TL;DR: We propose a method to automatically identify label errors in image captions using the multimodal neighborhood of image-caption pairs.
Abstract: Large repositories of image-caption pairs are essential for the development of vision-language models. However, these datasets are often extracted from noisy data scraped from the web, and contain many mislabeled instances. In order to improve the reliability of downstream models, it is important to identify and filter images with incorrect captions. However, beyond filtering based on image-caption embedding similarity, no prior works have proposed other methods to filter noisy multimodal data, or concretely assessed the impact of noisy captioning data on downstream training. In this work, we propose, theoretically justify, and empirically validate LEMoN, a method to identify label errors in image-caption datasets. Our method leverages the multimodal neighborhood of image-caption pairs in the latent space of contrastively pretrained multimodal models to automatically identify label errors. Through empirical evaluations across eight datasets and twelve baselines, we find that LEMoN outperforms the baselines by over 3% in label error detection, and that training on datasets filtered using our method improves downstream captioning performance by more than 2 BLEU points over noisy training.

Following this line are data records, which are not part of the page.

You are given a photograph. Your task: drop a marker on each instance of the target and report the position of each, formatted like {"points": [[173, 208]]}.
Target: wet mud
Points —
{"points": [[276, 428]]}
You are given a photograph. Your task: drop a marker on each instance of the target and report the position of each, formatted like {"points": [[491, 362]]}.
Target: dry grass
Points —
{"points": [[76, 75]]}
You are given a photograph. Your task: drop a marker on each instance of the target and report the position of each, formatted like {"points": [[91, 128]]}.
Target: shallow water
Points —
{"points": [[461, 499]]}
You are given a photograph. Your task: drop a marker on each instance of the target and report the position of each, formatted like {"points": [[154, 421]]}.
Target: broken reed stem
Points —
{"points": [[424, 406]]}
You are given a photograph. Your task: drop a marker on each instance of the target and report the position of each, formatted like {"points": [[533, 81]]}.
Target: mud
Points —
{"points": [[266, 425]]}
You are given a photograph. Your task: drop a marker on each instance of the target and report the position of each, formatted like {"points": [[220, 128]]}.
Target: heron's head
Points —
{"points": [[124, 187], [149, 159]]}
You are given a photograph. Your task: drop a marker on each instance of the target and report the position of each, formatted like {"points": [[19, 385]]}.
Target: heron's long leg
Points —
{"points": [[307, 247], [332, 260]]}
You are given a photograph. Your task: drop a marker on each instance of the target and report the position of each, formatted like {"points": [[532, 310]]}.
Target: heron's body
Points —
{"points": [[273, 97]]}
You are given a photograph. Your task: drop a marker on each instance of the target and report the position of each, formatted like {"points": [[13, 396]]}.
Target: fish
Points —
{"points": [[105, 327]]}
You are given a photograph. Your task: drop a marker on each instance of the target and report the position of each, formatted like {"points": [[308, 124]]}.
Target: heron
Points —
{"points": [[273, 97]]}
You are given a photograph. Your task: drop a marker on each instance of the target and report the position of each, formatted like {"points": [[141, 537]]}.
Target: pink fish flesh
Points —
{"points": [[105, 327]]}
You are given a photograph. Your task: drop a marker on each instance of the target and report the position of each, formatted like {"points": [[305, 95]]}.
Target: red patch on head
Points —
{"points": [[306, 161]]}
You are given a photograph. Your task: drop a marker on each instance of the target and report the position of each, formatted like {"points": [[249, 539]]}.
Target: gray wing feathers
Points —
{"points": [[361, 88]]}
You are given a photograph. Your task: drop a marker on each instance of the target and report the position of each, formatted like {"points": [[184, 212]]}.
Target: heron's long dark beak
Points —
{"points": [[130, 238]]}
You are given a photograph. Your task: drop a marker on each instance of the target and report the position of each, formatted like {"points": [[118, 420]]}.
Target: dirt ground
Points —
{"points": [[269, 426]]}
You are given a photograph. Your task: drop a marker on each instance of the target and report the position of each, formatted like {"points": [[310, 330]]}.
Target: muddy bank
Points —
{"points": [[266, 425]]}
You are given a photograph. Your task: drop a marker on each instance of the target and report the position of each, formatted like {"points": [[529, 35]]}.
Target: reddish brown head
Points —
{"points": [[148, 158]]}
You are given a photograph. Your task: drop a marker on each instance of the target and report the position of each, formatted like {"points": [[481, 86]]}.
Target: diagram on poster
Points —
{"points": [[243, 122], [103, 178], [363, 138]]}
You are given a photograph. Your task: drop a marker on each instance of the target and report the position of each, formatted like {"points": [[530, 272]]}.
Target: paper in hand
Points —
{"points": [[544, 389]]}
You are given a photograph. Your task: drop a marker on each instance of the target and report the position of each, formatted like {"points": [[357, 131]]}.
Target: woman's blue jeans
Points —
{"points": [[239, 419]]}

Lay Summary: Billions of image-caption pairs scraped from the web fuel today’s vision‑language AI. However, many of these samples are wrong, and the captions do not match the accompanying image. Models trained on these mislabeled instances may then underperform or learn harmful associations, which is especially worrying in fields like medicine.
Our work introduces LEMoN, a method for automatically detecting these mismatched pairs. It looks not only at how well each image matches its own caption, but also how both compare with their closest "neighbors" in a shared vision‑language space. If the neighbors disagree, the pair is probably mislabeled. We test our method on eight diverse datasets, from everyday photos to chest‑X‑rays, and find that LEMoN does better at detecting mislabeled examples than the best prior tools.
By helping researchers clean their data, or surface suspicious samples for expert review, LEMoN paves the way for more reliable and trustworthy AI systems.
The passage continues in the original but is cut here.